On 2008-04-14, Jukka K. Korpela <jkorpela@cs.tut.fi> wrote:
> Scripsit Thomas 'PointedEars' Lahn:
>
>> I think you would agree that it would make especially English text
>> with quotations in direct speech (say, in a novel where one person
>> tells another what a third said) quite badly legible if somewhere
>> there is an apostrophe represented by ’ in the inner quotation,

>
> No I wouldn't. Such usage is _standard_ English, to the extent anything
> is standard in English. Consult the applicable style guide and then the
> Unicode Standard, which identifies the punctuation marks at the level of
> coded characters.
>
>> Since apostrophes appear to occur quite often in English texts, I have
>> therefore decided that in my English texts, ' (the straight
>> apostrophe, &apos; or ') is the appropriate character for all
>> apostrophes

>
> That's computerize or typewriterese - abhorred, disliked, and frowned
> upon by typographers and grammars.


Style guides and grammar books just tell you when to use apostrophes.
They don't say anything about whether you should use U+0027 or U+2019 to
represent them.

PointedEars is right that using U+2019 to write an apostrophe is
obviously illogical, although I don't agree that it causes any real
ambiguity or legibility problems for human readers.

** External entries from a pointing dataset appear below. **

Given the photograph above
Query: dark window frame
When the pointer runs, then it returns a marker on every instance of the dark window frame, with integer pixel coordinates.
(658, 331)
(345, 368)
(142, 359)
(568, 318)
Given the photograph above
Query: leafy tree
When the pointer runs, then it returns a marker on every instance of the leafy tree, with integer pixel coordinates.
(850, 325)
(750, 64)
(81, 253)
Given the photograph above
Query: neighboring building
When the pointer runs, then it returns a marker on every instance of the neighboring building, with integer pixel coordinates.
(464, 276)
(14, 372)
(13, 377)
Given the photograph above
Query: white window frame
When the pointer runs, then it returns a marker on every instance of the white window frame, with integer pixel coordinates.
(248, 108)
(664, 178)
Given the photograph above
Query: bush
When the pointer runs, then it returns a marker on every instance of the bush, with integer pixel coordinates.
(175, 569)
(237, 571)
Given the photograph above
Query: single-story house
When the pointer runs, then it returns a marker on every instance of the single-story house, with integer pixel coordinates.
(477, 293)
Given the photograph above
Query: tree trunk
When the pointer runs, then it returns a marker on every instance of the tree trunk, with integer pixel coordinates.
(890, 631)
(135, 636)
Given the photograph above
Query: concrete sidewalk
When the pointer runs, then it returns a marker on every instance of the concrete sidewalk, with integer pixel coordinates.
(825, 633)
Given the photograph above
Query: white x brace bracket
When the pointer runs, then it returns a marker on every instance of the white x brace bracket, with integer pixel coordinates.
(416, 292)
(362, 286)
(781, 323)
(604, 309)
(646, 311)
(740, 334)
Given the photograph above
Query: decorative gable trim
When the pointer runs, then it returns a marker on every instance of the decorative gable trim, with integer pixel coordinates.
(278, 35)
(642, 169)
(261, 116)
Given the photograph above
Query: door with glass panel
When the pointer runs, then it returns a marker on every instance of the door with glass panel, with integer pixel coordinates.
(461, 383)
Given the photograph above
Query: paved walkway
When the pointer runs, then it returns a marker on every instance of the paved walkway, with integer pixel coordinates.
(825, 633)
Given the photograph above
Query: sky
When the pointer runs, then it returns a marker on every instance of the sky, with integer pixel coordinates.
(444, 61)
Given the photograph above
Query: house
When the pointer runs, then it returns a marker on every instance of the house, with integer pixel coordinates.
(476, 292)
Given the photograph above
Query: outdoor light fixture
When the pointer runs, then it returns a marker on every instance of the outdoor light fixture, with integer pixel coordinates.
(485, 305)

But do you know _why_ the Unicode Standard recommends using U+2019?

U+0027 is called the "apostrophe" but then the description says "neutral
(vertical) glyph with mixed usage" (whatever that's supposed to mean-- I
thought we were talking about a character not a glyph) and then goes on
about how the wonderful U+2019 is preferred for practically everything.

Typographers may be right that a curlier glyph looks better, but then why
not just map the curlier glyph to both U+2019 and U+0027 in the font?

I don't understand the case against U+0027.